Thu Aug 5 18:19:50 CEST 2004

I've been looking at a possible change to the WSGI protocol to address some 
issues raised by Grisha and Ian.  But I'm not sure that the change is best, 
given the range of existing platforms and applications that may *currently* 
use asynchronous streaming of responses, even though in many ways the 
change would handle asynchronous streaming *better*.

Let me explain.  The previous WSGI proposal was based on an interface like:

     def runCGI(inp,out,err,env):
         # do everything

The modified interface, that I've been playing with in peak.web is:

     def handle_http(env):
         return status_string,header_list,output_iterable

The ideas that changed here are:

* Separate status from headers and output
* Don't require servers to parse headers or create an output buffer
* Allow lengthy output to be streamed *after* the function returns, to 
avoid tying up a task thread in multi-threaded servers
* Allow non-CGI variables (e.g. 'wsgi.input_stream', 'wsgi.error_stream', 
'wsgi.version', 'wsgi.multi_threaded', etc.) in the environment to avoid a 
separate configuration method and simplify chaining of processors

As a result of these changes, it should also be much easier to write 
request preprocessors, response postprocessors, and other kinds of 
intermediaries between the web server and the actual 
application/frameworks, because less parsing and buffering are 
required.  Last, but not least, an interface like this should be easier to 
implement in asynchronous web servers, because they can just invoke 
'iterator.next()' when they need another block to send out.

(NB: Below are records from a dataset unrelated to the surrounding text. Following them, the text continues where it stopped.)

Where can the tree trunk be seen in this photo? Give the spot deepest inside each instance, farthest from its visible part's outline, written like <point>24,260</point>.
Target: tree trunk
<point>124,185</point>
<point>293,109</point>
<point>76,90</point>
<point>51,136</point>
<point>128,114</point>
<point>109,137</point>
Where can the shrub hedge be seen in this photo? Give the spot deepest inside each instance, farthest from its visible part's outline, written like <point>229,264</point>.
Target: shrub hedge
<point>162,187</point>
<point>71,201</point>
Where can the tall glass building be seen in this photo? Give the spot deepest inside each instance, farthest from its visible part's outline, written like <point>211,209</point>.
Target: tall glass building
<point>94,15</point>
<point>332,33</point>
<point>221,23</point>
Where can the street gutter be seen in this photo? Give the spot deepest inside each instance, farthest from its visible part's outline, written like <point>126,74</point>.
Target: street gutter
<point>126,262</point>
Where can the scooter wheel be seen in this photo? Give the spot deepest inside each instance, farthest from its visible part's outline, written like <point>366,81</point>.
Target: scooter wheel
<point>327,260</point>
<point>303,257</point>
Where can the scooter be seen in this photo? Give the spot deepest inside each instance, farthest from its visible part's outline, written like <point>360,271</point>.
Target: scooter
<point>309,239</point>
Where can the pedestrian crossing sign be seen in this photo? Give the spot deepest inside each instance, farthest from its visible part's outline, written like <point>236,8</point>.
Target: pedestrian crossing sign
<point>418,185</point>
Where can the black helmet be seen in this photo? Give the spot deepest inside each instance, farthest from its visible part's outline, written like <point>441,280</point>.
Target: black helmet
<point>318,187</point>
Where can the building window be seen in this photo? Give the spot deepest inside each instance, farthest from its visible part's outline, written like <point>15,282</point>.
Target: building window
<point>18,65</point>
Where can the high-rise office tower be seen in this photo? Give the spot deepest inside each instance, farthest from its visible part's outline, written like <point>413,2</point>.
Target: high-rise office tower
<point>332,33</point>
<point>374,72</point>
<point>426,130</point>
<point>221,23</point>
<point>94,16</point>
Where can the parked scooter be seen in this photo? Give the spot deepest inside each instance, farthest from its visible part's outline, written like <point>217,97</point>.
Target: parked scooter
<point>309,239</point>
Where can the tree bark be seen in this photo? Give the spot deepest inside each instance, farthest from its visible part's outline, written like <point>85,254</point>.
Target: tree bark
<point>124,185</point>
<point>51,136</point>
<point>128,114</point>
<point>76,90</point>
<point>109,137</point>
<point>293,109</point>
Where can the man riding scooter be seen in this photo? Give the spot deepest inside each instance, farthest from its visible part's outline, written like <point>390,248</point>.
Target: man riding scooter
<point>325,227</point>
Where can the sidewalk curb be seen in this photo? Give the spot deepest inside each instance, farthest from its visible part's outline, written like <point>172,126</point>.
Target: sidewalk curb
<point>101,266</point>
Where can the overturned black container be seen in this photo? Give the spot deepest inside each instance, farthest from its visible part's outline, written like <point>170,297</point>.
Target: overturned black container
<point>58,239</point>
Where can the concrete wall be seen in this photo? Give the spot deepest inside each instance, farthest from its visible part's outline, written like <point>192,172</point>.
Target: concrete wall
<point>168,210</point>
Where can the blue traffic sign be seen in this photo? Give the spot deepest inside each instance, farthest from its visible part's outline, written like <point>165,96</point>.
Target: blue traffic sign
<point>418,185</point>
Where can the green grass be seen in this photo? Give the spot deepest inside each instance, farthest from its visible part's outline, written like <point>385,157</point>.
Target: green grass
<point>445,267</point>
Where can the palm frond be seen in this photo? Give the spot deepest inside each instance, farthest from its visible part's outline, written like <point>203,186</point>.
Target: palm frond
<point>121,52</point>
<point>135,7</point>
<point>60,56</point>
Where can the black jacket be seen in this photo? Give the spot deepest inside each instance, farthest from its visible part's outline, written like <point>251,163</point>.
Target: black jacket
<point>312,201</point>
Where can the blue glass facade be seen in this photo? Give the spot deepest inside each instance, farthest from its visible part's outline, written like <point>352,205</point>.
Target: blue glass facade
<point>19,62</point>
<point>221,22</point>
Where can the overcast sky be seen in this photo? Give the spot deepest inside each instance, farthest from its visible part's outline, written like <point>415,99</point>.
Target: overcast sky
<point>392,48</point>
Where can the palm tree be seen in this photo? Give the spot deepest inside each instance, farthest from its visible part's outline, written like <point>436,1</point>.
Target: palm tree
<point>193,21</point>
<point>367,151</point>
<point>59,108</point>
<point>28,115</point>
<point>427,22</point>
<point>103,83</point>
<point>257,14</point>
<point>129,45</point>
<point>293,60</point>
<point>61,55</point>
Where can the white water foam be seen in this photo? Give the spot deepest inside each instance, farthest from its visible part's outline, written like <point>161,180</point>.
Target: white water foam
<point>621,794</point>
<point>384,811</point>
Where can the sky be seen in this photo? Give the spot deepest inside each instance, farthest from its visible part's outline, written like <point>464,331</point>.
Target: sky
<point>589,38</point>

I think these are improvements in the direction that folks requested, 
*except* for one issue: unbuffered streaming output in existing code can't 
use this.  A prime example is Zope, whose response.write() method does 
streaming output.  Under the revised WSGI, there's nothing to write *to*, 
so such existing code would have to run in a separate thread from the web 
server and communicate via a queue.  This doesn't seem like a great idea.

So, there are several possible ways to deal with this:

1) Stick with the old interface
2) Go with the newer interface, and try to lobby frameworks that support 
this type of "push" to make changes to support it
3) Publish both interfaces, and push for a stdlib module that can convert 
between them
4) Some other idea I haven't thought of  :)

Opinions?  Questions?  Ideas?